The Yukon Aboriginal Women’s Council, Whitehorse Aboriginal Women’s Circle and the Liard Aboriginal Women’s Society are receiving $50,000 each for projects including the Gathering of Family Members of Missing and Murdered Indigenous Women and Girls, the Sharing our Stories project, and the Community Violence Prevention project.
“Whitehorse Aboriginal Women's Circle truly appreciates the funding support from the Prevention of Violence Against Aboriginal Women program and the Aboriginal Women’s Initiatives program,” Whitehorse Aboriginal Women's Circle director Adeline Webber said. “These programs have helped us to achieve our goals and priorities.”
The Aboriginal Women’s Initiative Fund provided $150,000 to three Aboriginal women’s organizations to develop projects that respond to recommendations made at the Yukon Regional Roundtable and the second Yukon Aboriginal Women’s Summit.
“Our projects have been highly successful and the work could not have been done without the support of these programs. In particular, Leading the Way Mentorship and Suicide Prevention under the Aboriginal Women’s Initiative program and two recent Prevention of Violence Against Aboriginal Women projects address residential school issues,” Whitehorse Aboriginal Women's Circle director Krista Reid added. “We produced a book with photographs and stories, and planned a reunion for former students, their families, the church, and friends, which took place August 5 to 7 at Helen’s Fish Camp.”

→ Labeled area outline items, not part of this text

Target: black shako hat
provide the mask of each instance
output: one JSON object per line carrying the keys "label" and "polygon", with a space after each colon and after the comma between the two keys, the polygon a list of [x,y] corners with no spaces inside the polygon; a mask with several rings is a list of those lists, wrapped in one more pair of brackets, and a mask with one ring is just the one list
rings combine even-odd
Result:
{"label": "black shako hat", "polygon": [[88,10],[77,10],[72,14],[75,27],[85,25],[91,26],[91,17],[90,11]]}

The Prevention of Violence Against Aboriginal Women Fund provides assistance for violence prevention projects developed by and for Aboriginal women. This funding cycle includes five recipients:
- Champagne and Aishihik First Nations for a women’s land-based, traditional and community healing camp to end violence;
- Food Bank Society of Yukon for the Sally and Sisters project;
- Whitehorse Aboriginal Women’s Circle for the Reunion to Revitalize our Resilient Spirits;
- Skookum Jim Friendship Centre for the Youth Connections program; and
- First Nation of Na-cho Nyäk Dun for the Mayo women’s support group.
“The healing camp and similar projects are an important part of healing and empowering our women, and in turn their families,” Champagne and Aishihik First Nations Chief Steve Smith said. “The time spent on the land practicing dän k’e (our ways) is a source of strength for our people and is critical to the wellness of our community as a whole.”
Funding for these projects is administered through the Women’s Directorate, which provides multiple sources of funding to women’s and equality-seeking organizations. Funding deadlines vary throughout the year.